British army officials are reportedly planning operations to give naval and air support to the Syrian opposition, help take over “safe corridors”—that is, opposition-controlled areas—inside Syria, or to directly provide “logistical help” to the opposition. They reportedly met with French, Turkish, Jordanian, Qatari, Emirati, and American military officials in London for planning purposes, at British Prime Minister David Cameron’s request.

French Foreign Minister Laurent Fabius said that his government, which was the first to recognize the Syrian opposition, would wait before arming them: “For now, we have decided not to move on this. We shall see in the coming months.”

A deafening silence still prevails in the media and political establishment over the Orwellian cynicism of NATO’s backing of Al Qaeda forces against Assad. Over a decade has passed since Washington claimed it had launched a “war on terror” against Al Qaeda, using it to justify deep attacks on democratic rights and the launching of wars in Afghanistan, Iraq, and beyond.

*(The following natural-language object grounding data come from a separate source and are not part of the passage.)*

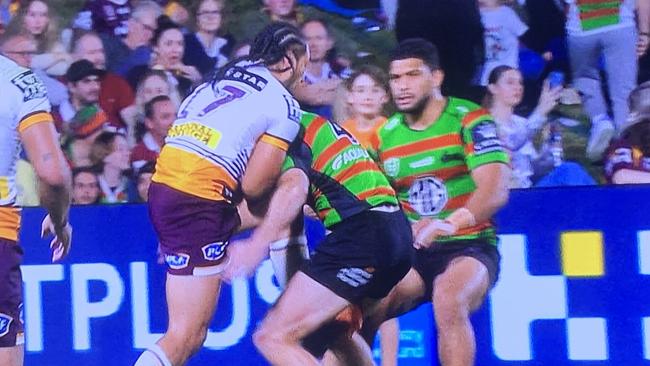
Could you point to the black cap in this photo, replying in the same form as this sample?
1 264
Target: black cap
81 69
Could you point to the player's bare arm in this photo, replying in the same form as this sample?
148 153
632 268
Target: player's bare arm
43 150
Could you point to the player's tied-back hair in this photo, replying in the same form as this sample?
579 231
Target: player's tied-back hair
269 47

After constant NATO dismissals of the Assad regime’s reports of terrorist atrocities by Syrian opposition forces, it emerges that Al Qaeda is an integral part of the NATO-backed opposition.

This exposes the fact that the Syrian opposition itself is not a broad revolutionary upsurge of the Syrian people against Assad, but a right-wing minority functioning as a tool of imperialist policy of the NATO countries. This policy is worked out with utter contempt for public opinion in these countries, whose governments function as cabals answerable only to the financial elite and the top echelons of the state.

Reports of an escalating social crisis in Syria itself underscored the devastating impact of war on the Syrian population. Over 40,000 people have reportedly been killed, and half a million turned into refugees.

A Syrian student in Aleppo told Le Nouvel Observateur that thousands of people there risk starvation. He explained, “The staple food here is bread, which is made in industrial bakeries financed by the state. Before the crisis it was sold for 35 pounds [US$0.49], but now it sells for 200-250 pounds if one manages to find it at all. Such inflation prevents people from buying very much of it, and now many people face famine.”

He blamed this situation on the rebels: “The city’s grain silos were pillaged by the rebels, who sold their contents to finance arms purchases.”

The United Nations’ IRIN news service reported on the war’s catastrophic impact on Syria’s health care. Half of Syria’s 88 public hospitals have been damaged by the fighting, and 23 no longer function at all. There are desperate shortages of insulin, blood pressure drugs, and other medicines.

IRIN wrote, “Pharmaceutical factories, which used to produce more than 90 percent of the country’s drug needs, are down to one third of their former production, according to Elizabeth Hoff, the representative of the World Health Organization. Many have been destroyed or damaged in the fighting—sometimes directly targeted by the opposition. The northern city of Aleppo, one of the worst affected by the conflict, was home to most of the factories. Other factories are struggling to import raw materials, due to sanctions imposed on Syria by Western countries.”

Mohammed Zein, a 64-year-old vegetable vendor in Aleppo, told Al Jazeera: “Our country is being destroyed. If this is revolution, I don’t want it. I have to stress that I am not a supporter of the regime, because they used to oppress us. But now, we are being oppressed 100 times more.”